The DNA fragments are separated according to size by electrophoresis. This involves placing the DNA fragments in wells at one end of a block of agarose gel. An electric current is then passed through the gel. The pieces of DNA carry negative charges and so move towards the positively charged electrode. The smaller fragments move through the gel more quickly than the larger fragments and consequently travel further through the gel. The fragments are therefore separated into bands. The pattern of bands is invisible at this stage. To show the bands containing the mini-satellite, a probe is added. This is a single strand of complementary DNA which cannot attach to the existing double-strand of DNA. The block of gel is immersed in an alkaline solution to separate the double-stranded DNA fragments into single strands.
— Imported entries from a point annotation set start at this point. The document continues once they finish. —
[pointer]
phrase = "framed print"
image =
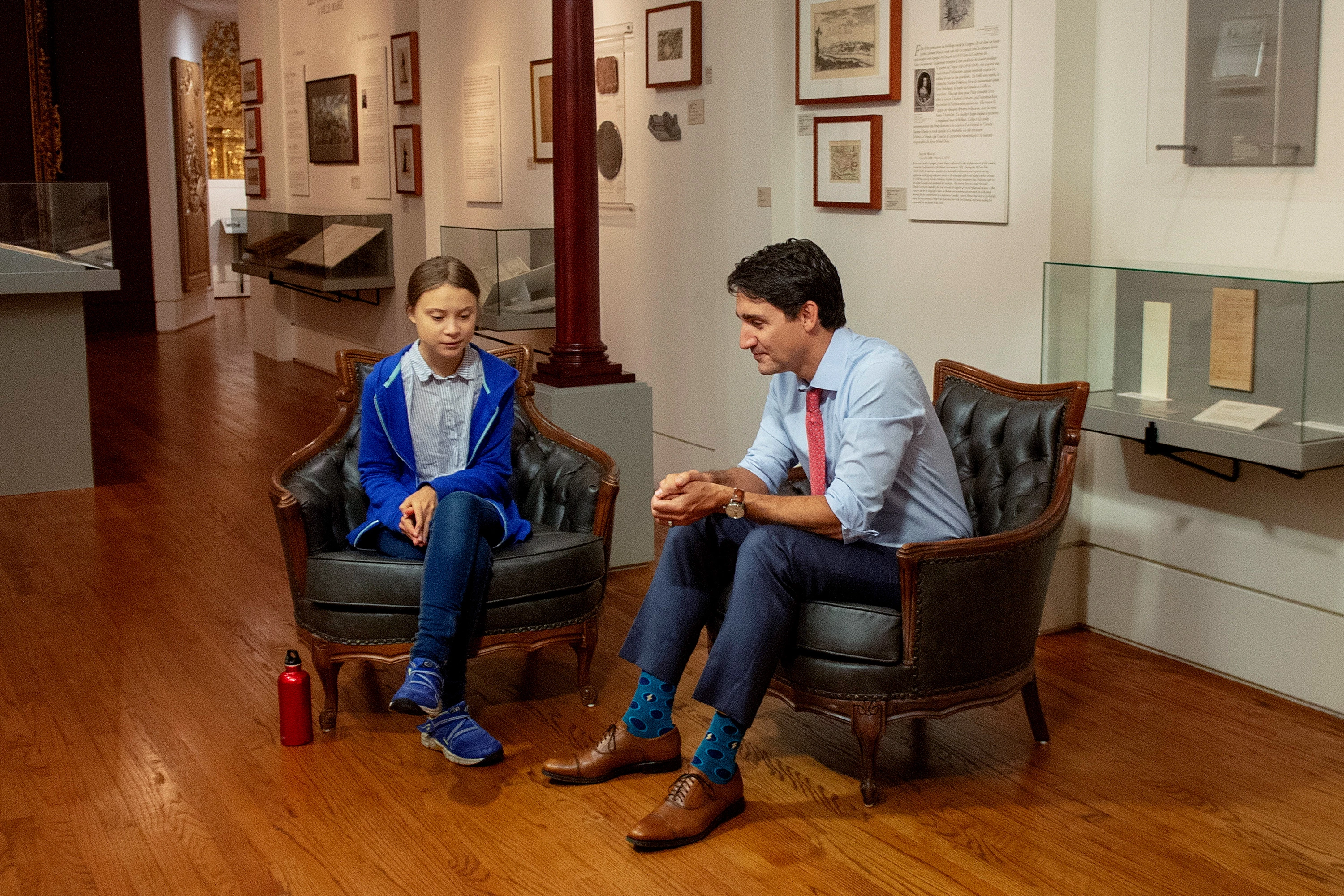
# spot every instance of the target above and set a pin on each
(406, 152)
(543, 131)
(254, 177)
(332, 121)
(252, 129)
(250, 76)
(847, 162)
(672, 56)
(406, 69)
(847, 52)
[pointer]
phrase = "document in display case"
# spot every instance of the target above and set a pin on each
(515, 269)
(1241, 363)
(330, 253)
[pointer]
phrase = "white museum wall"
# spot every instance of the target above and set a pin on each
(168, 30)
(284, 324)
(225, 197)
(1244, 578)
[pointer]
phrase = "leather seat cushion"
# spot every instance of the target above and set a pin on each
(547, 563)
(847, 632)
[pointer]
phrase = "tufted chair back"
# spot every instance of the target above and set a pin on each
(1007, 452)
(553, 484)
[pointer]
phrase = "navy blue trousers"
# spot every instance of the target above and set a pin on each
(772, 570)
(457, 574)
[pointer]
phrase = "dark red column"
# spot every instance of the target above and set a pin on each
(578, 357)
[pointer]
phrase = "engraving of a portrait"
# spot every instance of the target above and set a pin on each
(670, 45)
(956, 14)
(844, 39)
(844, 162)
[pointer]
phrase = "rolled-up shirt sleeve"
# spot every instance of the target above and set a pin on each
(874, 437)
(771, 456)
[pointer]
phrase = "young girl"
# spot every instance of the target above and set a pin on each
(435, 460)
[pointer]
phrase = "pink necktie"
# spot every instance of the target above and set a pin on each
(816, 444)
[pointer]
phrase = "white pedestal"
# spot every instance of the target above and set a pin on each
(619, 420)
(45, 443)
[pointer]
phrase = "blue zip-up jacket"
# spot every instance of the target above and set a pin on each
(388, 457)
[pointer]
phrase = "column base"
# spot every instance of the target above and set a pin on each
(565, 375)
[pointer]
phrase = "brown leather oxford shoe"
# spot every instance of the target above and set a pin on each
(693, 809)
(617, 753)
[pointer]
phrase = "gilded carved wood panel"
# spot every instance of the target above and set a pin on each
(189, 109)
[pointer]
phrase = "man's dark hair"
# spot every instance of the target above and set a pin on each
(436, 272)
(787, 276)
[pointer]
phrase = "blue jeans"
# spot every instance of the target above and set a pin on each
(772, 570)
(457, 575)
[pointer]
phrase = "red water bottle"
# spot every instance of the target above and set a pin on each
(296, 703)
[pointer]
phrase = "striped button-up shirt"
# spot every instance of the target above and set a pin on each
(440, 412)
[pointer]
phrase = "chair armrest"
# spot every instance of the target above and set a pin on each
(291, 495)
(971, 607)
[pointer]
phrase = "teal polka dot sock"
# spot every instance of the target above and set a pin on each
(651, 711)
(718, 753)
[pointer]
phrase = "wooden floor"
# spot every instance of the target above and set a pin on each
(144, 622)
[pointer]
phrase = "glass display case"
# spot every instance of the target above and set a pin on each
(60, 222)
(1241, 363)
(515, 269)
(330, 253)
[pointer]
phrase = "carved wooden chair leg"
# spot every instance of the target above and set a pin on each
(327, 672)
(585, 650)
(1031, 700)
(869, 722)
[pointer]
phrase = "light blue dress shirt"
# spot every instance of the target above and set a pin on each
(440, 412)
(892, 477)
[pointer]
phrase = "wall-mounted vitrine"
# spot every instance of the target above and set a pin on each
(330, 253)
(1234, 82)
(1246, 365)
(515, 269)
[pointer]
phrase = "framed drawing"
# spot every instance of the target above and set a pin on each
(847, 52)
(252, 129)
(250, 76)
(847, 162)
(332, 121)
(406, 152)
(672, 56)
(543, 134)
(406, 69)
(254, 177)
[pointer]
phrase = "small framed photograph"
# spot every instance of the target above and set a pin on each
(847, 52)
(543, 128)
(847, 162)
(406, 152)
(672, 57)
(250, 74)
(406, 69)
(254, 177)
(332, 121)
(252, 129)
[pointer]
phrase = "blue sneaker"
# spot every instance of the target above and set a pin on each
(457, 735)
(420, 694)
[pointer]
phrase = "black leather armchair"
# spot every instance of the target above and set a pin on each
(965, 634)
(358, 605)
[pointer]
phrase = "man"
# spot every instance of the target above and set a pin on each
(855, 414)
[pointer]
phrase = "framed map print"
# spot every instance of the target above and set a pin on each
(847, 162)
(543, 127)
(672, 56)
(847, 52)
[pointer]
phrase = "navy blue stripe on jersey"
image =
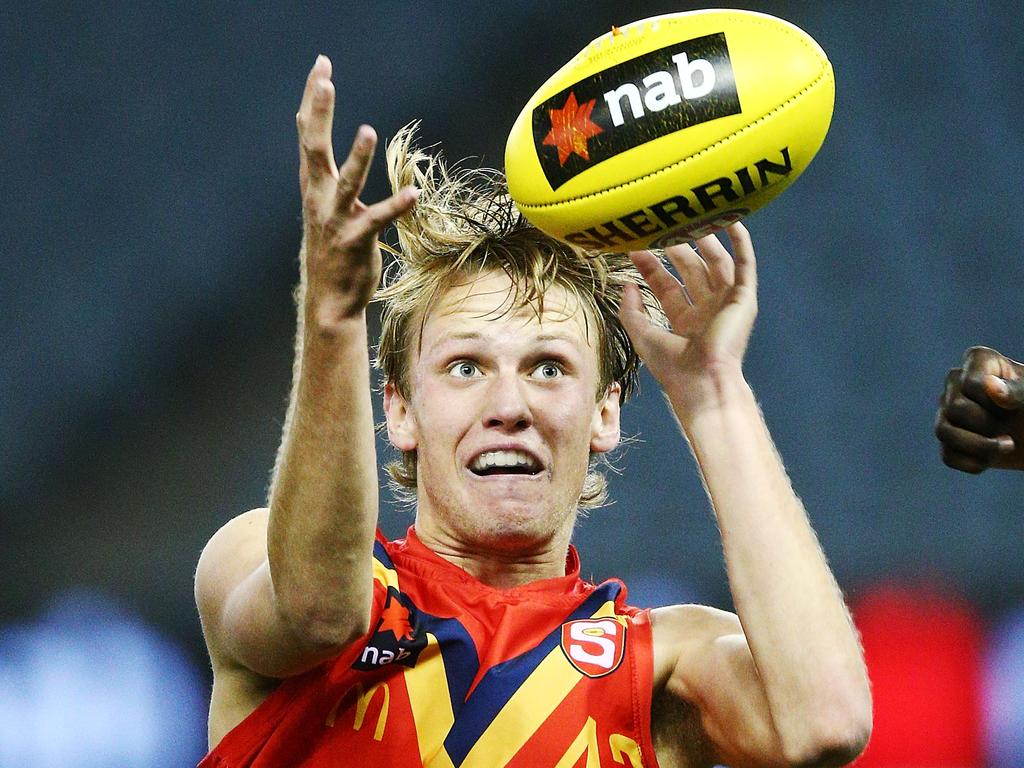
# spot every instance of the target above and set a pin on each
(503, 680)
(381, 554)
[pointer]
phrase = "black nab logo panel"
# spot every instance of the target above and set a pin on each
(397, 639)
(633, 102)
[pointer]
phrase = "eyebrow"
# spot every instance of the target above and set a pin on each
(477, 336)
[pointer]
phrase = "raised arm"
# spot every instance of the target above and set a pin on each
(282, 590)
(786, 684)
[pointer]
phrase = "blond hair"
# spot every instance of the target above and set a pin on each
(464, 224)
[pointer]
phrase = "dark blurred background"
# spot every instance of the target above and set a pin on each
(150, 230)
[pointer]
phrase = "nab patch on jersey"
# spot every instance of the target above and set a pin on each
(633, 102)
(594, 646)
(395, 640)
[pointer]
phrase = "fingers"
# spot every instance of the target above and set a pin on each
(352, 175)
(742, 256)
(667, 289)
(972, 437)
(636, 322)
(992, 380)
(968, 448)
(373, 219)
(720, 268)
(314, 121)
(1007, 393)
(692, 269)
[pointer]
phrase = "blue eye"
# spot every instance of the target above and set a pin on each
(548, 370)
(464, 370)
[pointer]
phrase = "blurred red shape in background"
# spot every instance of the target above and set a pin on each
(924, 650)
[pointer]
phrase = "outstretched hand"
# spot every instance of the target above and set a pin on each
(980, 423)
(342, 258)
(711, 311)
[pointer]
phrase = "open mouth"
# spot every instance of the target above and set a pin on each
(505, 463)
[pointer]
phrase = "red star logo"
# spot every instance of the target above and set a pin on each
(570, 127)
(395, 617)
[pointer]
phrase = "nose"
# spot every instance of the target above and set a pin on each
(507, 407)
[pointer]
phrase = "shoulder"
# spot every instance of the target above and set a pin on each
(230, 555)
(685, 632)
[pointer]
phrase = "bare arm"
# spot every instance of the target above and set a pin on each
(280, 603)
(805, 680)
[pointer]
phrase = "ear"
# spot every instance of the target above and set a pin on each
(604, 429)
(400, 425)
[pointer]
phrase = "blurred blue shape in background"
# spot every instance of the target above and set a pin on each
(1005, 692)
(91, 686)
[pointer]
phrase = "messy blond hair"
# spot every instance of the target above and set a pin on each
(465, 224)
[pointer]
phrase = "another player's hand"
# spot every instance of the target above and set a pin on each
(980, 423)
(342, 258)
(711, 311)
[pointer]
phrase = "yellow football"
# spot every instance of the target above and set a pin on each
(670, 128)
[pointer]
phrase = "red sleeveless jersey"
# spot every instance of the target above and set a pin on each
(455, 674)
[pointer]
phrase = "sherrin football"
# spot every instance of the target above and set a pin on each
(670, 128)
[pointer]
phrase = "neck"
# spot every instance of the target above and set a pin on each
(503, 563)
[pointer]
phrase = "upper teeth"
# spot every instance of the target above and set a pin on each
(503, 459)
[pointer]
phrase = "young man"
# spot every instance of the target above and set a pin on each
(980, 423)
(473, 641)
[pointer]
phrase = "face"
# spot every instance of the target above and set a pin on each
(503, 413)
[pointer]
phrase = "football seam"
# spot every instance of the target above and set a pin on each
(810, 86)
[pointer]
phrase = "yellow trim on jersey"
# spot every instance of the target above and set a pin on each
(523, 714)
(431, 705)
(387, 577)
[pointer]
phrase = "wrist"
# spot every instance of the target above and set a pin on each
(719, 386)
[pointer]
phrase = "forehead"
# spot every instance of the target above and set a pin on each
(487, 305)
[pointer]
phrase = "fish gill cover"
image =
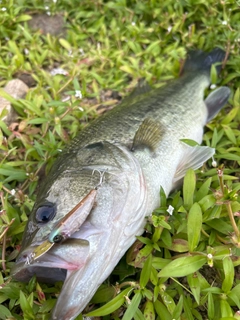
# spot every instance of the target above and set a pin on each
(186, 263)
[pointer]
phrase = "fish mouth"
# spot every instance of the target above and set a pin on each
(53, 265)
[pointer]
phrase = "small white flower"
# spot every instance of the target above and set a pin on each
(67, 98)
(214, 163)
(81, 51)
(56, 71)
(13, 192)
(78, 94)
(170, 210)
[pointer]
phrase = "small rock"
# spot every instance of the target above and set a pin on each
(26, 78)
(53, 25)
(17, 89)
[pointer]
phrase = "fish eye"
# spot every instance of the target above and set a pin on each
(45, 213)
(58, 238)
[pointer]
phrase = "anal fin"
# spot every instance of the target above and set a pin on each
(148, 135)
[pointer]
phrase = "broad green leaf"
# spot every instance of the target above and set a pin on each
(220, 225)
(65, 44)
(194, 284)
(149, 312)
(230, 134)
(226, 310)
(189, 184)
(162, 311)
(210, 307)
(167, 300)
(178, 309)
(146, 272)
(187, 309)
(235, 298)
(26, 306)
(190, 142)
(204, 189)
(4, 312)
(138, 315)
(183, 266)
(228, 269)
(194, 226)
(111, 306)
(133, 306)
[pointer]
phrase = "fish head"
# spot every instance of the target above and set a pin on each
(89, 255)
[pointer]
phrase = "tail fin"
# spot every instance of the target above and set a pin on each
(199, 60)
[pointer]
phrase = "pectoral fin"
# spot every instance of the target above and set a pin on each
(216, 101)
(194, 158)
(148, 135)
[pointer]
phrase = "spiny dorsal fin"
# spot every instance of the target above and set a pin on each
(148, 135)
(216, 101)
(194, 158)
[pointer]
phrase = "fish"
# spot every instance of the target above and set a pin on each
(121, 159)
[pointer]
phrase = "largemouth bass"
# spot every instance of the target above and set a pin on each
(95, 200)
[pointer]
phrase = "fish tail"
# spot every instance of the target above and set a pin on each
(202, 61)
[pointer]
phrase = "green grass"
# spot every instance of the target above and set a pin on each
(110, 45)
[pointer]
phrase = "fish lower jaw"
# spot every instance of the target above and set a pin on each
(50, 268)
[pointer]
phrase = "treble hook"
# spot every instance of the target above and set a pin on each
(101, 173)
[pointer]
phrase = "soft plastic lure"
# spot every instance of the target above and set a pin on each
(67, 226)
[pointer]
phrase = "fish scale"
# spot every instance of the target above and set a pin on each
(137, 148)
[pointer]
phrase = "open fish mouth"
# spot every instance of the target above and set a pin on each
(53, 265)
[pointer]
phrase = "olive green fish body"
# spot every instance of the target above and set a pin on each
(129, 153)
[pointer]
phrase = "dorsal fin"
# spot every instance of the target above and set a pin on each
(216, 101)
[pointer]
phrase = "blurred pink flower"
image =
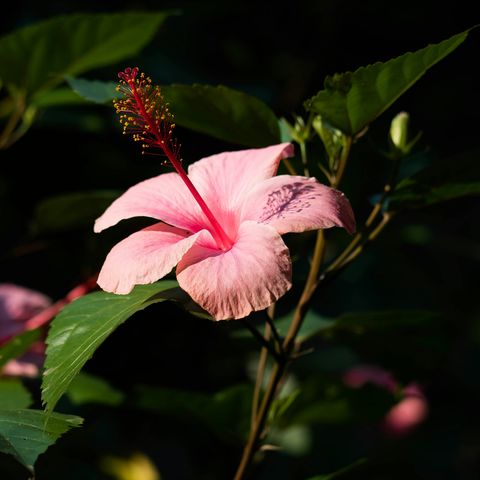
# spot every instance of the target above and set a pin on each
(18, 305)
(230, 255)
(407, 414)
(22, 309)
(410, 412)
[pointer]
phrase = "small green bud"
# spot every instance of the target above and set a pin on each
(333, 139)
(399, 131)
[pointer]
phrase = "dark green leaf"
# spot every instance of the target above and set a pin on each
(86, 388)
(312, 324)
(72, 210)
(94, 90)
(225, 413)
(26, 434)
(223, 113)
(445, 180)
(58, 96)
(363, 322)
(39, 56)
(360, 322)
(18, 345)
(82, 326)
(350, 101)
(13, 394)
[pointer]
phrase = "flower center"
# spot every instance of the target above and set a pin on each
(144, 114)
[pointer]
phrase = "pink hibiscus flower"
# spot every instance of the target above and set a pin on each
(18, 305)
(221, 224)
(407, 414)
(22, 309)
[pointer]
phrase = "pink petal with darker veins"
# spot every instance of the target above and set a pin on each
(296, 204)
(225, 180)
(164, 198)
(250, 276)
(145, 257)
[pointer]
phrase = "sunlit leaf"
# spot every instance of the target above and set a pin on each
(72, 210)
(223, 113)
(13, 394)
(351, 101)
(18, 345)
(444, 180)
(39, 56)
(86, 388)
(26, 434)
(82, 326)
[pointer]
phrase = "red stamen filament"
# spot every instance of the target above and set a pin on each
(153, 134)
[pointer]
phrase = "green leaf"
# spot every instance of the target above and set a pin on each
(72, 211)
(82, 326)
(361, 322)
(351, 101)
(39, 56)
(18, 345)
(445, 180)
(13, 394)
(86, 388)
(364, 322)
(56, 97)
(94, 90)
(223, 113)
(26, 434)
(225, 413)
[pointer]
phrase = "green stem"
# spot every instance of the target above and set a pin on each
(13, 121)
(280, 367)
(262, 363)
(263, 341)
(251, 445)
(300, 311)
(303, 154)
(342, 163)
(273, 329)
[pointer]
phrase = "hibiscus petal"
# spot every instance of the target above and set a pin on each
(250, 276)
(295, 204)
(225, 179)
(145, 257)
(164, 197)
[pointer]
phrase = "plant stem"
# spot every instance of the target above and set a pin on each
(262, 363)
(14, 119)
(300, 311)
(303, 154)
(342, 163)
(289, 341)
(263, 341)
(250, 447)
(273, 329)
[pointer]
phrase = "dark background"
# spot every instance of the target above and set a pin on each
(426, 259)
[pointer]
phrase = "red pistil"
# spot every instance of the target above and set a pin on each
(145, 115)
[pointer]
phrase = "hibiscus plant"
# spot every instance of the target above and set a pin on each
(222, 240)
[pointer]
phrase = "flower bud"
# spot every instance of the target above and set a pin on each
(333, 139)
(399, 131)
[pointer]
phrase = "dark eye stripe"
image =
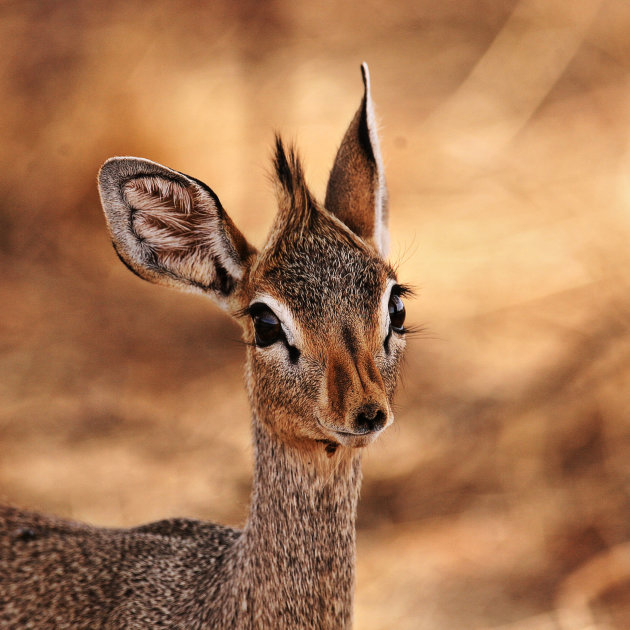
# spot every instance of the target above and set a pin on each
(268, 329)
(396, 309)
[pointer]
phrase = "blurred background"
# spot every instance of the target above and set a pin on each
(501, 497)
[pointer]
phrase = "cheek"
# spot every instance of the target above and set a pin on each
(389, 366)
(282, 387)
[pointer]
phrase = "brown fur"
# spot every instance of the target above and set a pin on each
(313, 394)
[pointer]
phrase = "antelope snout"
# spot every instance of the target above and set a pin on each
(370, 418)
(356, 409)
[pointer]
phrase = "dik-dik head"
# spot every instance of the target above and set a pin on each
(321, 310)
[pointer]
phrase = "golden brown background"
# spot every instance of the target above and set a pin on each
(500, 499)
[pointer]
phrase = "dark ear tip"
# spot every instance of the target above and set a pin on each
(365, 75)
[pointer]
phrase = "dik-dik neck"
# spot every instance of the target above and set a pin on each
(299, 541)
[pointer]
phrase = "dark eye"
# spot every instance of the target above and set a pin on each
(396, 310)
(266, 324)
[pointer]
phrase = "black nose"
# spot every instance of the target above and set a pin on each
(370, 418)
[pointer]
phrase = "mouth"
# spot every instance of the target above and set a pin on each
(352, 439)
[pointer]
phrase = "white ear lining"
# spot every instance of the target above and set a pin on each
(381, 237)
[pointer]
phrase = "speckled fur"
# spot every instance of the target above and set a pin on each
(292, 565)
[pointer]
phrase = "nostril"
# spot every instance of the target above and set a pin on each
(370, 418)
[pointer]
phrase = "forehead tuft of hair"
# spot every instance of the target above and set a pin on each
(295, 201)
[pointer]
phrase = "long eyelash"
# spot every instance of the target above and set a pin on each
(242, 312)
(405, 290)
(414, 331)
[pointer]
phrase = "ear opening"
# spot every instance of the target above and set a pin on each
(171, 229)
(356, 191)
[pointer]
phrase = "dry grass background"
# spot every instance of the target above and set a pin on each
(500, 499)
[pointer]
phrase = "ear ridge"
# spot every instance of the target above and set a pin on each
(357, 192)
(171, 229)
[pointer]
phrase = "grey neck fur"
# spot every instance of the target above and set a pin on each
(298, 547)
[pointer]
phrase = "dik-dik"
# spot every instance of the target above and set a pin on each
(323, 319)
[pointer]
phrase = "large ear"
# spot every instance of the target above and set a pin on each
(356, 191)
(171, 229)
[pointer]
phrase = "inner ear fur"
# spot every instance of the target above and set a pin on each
(356, 191)
(171, 229)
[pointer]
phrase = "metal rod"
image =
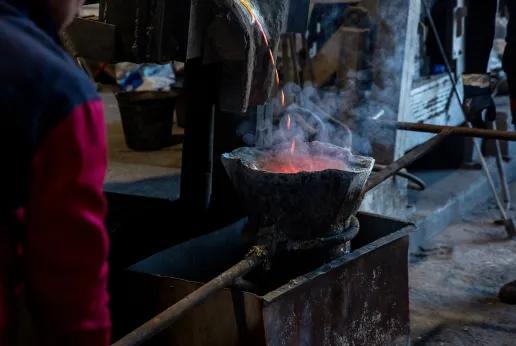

Southern blotting is used to transfer the single-stranded DNA fragments onto a nylon membrane. This involves putting a thin sheet of nylon over the gel and covering it with absorbent paper towels. This draws the DNA fragments up into the membrane by capillary action, with their relative positions remaining unchanged. The fragments are then fixed to the membrane by exposure to UV light.
A radioactive DNA probe is used to bind onto and reveal the location of a certain type of mini-satellite. This involves immersing the nylon membrane in a solution containing the radioactive DNA probe. DNA probes consist of a single strand o a length of DNA made up of sequences of bases complementary to the core sequence. The probes used in forensic work are commonly of a type that will bind only at one specific site or locus and are known as single-locus probes. Excess robes are washed away. The process can be repeated with different radioactive probes, which bind to different core sequences and thus identify different mini-satellites.
The mini-satellite regions that have been picked up by radioactive probes have to be made visible by putting an X-ray film over the nylon membrane. The places where radioactive probes have bound to DNA fragments will emit radiation which fogs the film. This creates a pattern of bands known as a DNA fingerprint. It looks like the barcode found on supermarket products.